Кинооператор, которого всего истошнило, который стал походить на смерть, просил, чтобы ему дали револьвер, чтоб он мог застрелиться. Доктор говорил о морфии. Зоолог — он замолчал на все дни; Лачинов, который был с ним в одной каюте, наблюдал, как он провел первые пять суток: он лежал на четвереньках на койке, подобрав под себя голову и ноги, держась руками за борта, — пять дней он не вставал с койки и не сказал ни слова; потом он уполз из каюты и два дня пролежал у трубы на спардеке, это были дни метели, — Лачинов зазвал его в каюту, он пришел, лег, — вскочил через четверть часа и больше уже не возвращался в каюту — до льдов, когда качка прошла, — он говорил, что он не может слышать скрипа жилого трюма, скрип ему напоминал о его «страстях»: тогда, пять первых суток на четвереньках, он ждал смерти, боялся смерти! — скрип трюма напоминал ему те мысли, которые он там передумал, — он не любил об этом говорить. — Лачинов видел со спардека, как Саговский пошел к своей будке, — качнуло, окатило водой, — и человек стал на четвереньки и пополз, и лицо его исказилось страхом.

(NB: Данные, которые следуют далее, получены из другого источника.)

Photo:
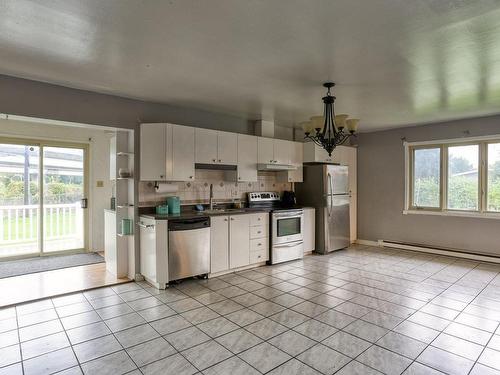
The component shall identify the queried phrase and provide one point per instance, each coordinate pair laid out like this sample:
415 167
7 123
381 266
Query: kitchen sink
224 210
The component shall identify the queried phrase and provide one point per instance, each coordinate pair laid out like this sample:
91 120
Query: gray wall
36 99
381 192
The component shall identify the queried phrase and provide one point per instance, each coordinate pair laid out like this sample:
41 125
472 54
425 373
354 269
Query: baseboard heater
439 250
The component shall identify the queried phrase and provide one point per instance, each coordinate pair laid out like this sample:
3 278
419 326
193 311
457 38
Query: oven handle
290 244
289 214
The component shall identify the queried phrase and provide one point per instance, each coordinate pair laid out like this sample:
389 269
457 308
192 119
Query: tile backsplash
198 191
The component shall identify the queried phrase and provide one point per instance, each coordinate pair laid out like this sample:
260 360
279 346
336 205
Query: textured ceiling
396 62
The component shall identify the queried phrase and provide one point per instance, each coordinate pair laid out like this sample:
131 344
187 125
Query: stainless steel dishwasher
188 248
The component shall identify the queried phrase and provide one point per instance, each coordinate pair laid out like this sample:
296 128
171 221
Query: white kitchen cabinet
295 151
281 150
247 157
205 146
215 147
153 152
219 243
182 153
227 148
265 150
154 251
309 229
239 241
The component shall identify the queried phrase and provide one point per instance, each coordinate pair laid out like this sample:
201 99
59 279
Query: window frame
443 145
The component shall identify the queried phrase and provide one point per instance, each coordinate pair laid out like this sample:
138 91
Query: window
456 177
463 178
493 196
427 177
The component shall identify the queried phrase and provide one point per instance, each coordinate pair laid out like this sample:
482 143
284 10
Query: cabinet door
265 150
227 148
205 146
282 151
247 158
153 152
296 159
182 153
239 241
219 243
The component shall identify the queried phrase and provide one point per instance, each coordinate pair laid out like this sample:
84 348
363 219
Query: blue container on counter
162 209
174 205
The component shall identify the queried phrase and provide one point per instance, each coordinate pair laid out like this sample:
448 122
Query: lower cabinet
154 251
219 243
238 241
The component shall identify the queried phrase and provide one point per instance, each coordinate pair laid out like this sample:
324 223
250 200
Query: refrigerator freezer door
337 223
339 179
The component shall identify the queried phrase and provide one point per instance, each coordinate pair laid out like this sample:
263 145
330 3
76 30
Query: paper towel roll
163 187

«Свердруп» шел вперед, на румбе был норд —
— на жилую палубу пришел вахтенный матрос, дубасил в двери, кричал:
— На вахту! Кто в очереди?
Встали в половине первого ночи. Стальное небо, снег, ветер, все леденеет в руках. Гидрологи, трое, в том числе Лачинов, поползли на корму, кинули лот, триста метров. Потом стали батометрами брать температуру и самое воду с разных глубин: триста метров, двести, сто, пятьдесят, двадцать пять, десять, пять, ноль; температуру с поправками записывали в ведомости, воду разливали по бутылкам; химик в лаборатории определял состав воды, ее насыщенность кислородом, прозрачность. Батометр надо нацепить на тросс, опустить в глубину, держать там пять минут, — и потом выкручивать вручную тросс обратно: плечи и поясница ноют. Гидрологи кончили работу в половине четвертого, пошли по каютам обсыхать, — загремела лебедка, бросили тралл. Второй раз скомандовали на вахту в 11 дня, снега не было и был туман, — кончили в час дня, пошли по каютам, обсыхать. В половине восьмого вечера опять пришел вахтенный матрос, задубасил, заорал:
— На вахту! Кто в очереди?
и тогда к начальнику экспедиции пошла делегация, половина экипажа научных сотрудников не вышла на работу. Кремнев один сидел на спардеке около трубы, руки он спрятал рукав в рукав; губ у него не было, ибо они были землисто-серо-сини, как все лицо; он горбился и его знобило, и он смотрел в море. К нему на спардек приползли научные сотрудники, впереди полз профессор Пчелин, не выходивший из каюты с самого Канина носа; сзади ползли младшие сотрудники; люди были одеты пестро, еще не потеряли вида европейцев, еще не обрели самоедского вида; все были злы и измучены. Профессор Пчелин, без картуза, в меховой куртке и брюках на выпуск, поздоровался с Кремневым, сел рядом, поежился от холода и заговорил:
— Николай Иванович, меня уполномочили коллеги. Никаких работ в такой обстановке вести нельзя, мы все больны, это только трата времени, — мы предлагаем итти назад, — и замолчал, ежась.
Кремнев смотрел в море, медленно пожевал безгубыми своими губами, тихо сказал:
— Пустяки вы говорите. Тогда не надо было бы и огород городить, — понимаете, — городить огород? Все в порядке вещей — море, как море.